Clause 5 - X-rays and ultrasound scans: England and Wales
Drugs Bill
2:45 pm

Ms Caroline Flint (Parliamentary Under-Secretary (reducing organised and international crime, anti drugs co-ordination and international and European issues), Home Office; Don Valley, Labour)
There are important issues relating to people who are manipulated to act as mules or who feel that that is the only option available to them because of poverty or other reasons, but the clause is designed to address intent to supply.
As my hon. Friend the Member for Bassetlaw (John Mann) says, it is of concern that people try to dispose of drugs by swallowing them. Drug squad officers from Doncaster have told me of an occasion on which they had a house under surveillance where they knew that supply offences were taking place. They wanted to raid the property and catch the suspect—he was known to them and had been under surveillance—with drugs on him that he was going to use for supply offences. The police have become wised up to such operations, and have, on occasion, had officers not only going into the house, but checking the down pipes from toilets to ensure that they get to the drugs before they disappear. However, because the police have become much better at those sorts of raids, and are better about searching places where drugs might have been disposed of, such as rooftops and back gardens, some dealers are swallowing.
That brings us back to the debate about getting a person's consent to X-ray or scan, and the fact that an inference can be made in court if they refuse. As I said, the person might have a legitimate reason for not having an X-ray or scan. The measure primarily concerns that situation, rather than that of people being used as mules.
As my hon. Friends the hon. Members for Bassetlaw and for Bolton, South-East (Dr. Iddon) said, there has been tremendous success in Jamaica, where technology has reduced numbers. We welcome the international co-operation with the Jamaican authorities on that, as we could not have done it without their support. My hon. Friend the Member for Bassetlaw is right: there has been a drop of at least 50 per cent. in the number of people coming through. That is important, because the longer these people have the drugs inside them—it is a long plane journey—the more they are at risk. I will check what my hon. Friend said about the use of ion scanners in this area. Obviously there could be a cost implication, because there are a whole number of places around the country in which someone could be arrested and charged. I will follow that up because, if there are opportunities to tackle that and identify drugs as technology advances, we should look at them. Identifying reasonable evidence of drugs is what the Bill is all about. I hope that will suffice for my hon. Friend at this point.

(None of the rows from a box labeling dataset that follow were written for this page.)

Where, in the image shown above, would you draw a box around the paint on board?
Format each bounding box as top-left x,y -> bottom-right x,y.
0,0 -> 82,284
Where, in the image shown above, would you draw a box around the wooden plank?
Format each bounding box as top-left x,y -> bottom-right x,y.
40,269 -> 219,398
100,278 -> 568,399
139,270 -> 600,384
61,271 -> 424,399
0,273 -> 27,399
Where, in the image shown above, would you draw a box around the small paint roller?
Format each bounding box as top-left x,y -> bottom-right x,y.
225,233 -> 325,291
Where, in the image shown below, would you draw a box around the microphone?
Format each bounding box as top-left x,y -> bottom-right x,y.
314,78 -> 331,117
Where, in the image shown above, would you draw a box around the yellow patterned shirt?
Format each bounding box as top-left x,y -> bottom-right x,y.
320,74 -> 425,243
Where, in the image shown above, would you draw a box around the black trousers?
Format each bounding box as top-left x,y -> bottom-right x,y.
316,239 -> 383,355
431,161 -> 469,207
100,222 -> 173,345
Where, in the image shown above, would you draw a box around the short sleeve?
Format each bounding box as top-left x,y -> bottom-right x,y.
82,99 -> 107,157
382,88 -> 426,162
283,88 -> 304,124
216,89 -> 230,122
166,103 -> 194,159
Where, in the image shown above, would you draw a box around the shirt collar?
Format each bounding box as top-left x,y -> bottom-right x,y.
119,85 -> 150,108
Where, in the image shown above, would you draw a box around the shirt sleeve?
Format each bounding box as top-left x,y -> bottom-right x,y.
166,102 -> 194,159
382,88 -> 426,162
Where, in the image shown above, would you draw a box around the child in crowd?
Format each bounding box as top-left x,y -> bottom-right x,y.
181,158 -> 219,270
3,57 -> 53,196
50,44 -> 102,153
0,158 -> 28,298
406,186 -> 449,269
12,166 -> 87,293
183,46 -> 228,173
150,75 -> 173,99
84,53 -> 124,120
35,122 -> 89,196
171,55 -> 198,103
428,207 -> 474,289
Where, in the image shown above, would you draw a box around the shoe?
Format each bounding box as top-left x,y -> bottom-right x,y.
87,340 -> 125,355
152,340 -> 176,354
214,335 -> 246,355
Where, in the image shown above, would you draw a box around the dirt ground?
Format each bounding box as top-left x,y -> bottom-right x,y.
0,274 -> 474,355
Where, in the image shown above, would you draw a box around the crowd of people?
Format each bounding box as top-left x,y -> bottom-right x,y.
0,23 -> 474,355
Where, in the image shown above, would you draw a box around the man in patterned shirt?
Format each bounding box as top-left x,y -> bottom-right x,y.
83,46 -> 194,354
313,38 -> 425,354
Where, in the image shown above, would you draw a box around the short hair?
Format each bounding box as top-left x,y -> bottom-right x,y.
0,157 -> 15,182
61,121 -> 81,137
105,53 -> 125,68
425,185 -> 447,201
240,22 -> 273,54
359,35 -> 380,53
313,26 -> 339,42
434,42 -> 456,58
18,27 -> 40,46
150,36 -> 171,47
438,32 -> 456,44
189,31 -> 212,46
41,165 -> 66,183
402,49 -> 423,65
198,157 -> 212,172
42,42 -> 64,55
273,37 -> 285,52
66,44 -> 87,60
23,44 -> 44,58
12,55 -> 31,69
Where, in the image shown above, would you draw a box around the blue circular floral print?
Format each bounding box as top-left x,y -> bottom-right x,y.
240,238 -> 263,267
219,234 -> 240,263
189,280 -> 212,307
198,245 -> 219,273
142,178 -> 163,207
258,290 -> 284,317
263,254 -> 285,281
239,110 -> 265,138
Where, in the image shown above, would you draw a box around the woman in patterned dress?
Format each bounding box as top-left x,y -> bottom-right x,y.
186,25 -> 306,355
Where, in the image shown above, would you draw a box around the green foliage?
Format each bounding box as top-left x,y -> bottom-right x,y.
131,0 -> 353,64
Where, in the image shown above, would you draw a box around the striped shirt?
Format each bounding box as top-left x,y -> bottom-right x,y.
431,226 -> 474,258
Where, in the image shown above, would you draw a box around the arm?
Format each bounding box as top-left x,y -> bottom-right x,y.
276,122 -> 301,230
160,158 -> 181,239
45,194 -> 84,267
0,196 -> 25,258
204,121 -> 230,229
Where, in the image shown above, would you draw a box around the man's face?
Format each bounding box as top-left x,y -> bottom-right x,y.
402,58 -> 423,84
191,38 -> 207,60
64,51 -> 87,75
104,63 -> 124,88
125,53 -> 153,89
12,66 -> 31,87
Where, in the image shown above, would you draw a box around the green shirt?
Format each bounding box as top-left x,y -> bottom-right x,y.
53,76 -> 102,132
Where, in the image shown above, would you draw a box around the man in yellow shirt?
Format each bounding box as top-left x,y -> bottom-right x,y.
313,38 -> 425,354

I take the point made by my hon. Friend the Member for Bolton, South-East about police intervention. Let us not forget that people in a busy airport may not be acting as mules while still involved in the supply of drugs. Someone could be detained and arrested who swallows a drug because the concourse of the airport is their patch, where they are supplying drugs. There might be a need to follow that up. There might be occasions where an airport that already has facilities to deal with the more traditional mule route could make facilities available to the police to deal with those who engage in supply activities within the airport perimeter. I take my hon. Friend's point on that.We have had an interesting debate. The clause is about detention. It is about suspects who have tried to use every trick in the book to frustrate the police in their attempts to get evidence. If they realise, given the safeguards I have outlined, that their denial—refusing X-rays or scans—will be looked at by the courts, my hope is that the clause will not necessarily lead to a huge increase of people going for X-rays and scans. It might help to reduce the police time involved by getting people to be more up front about their offending behaviour.
Question put and agreed to.
Clause 5 ordered to stand part of the Bill.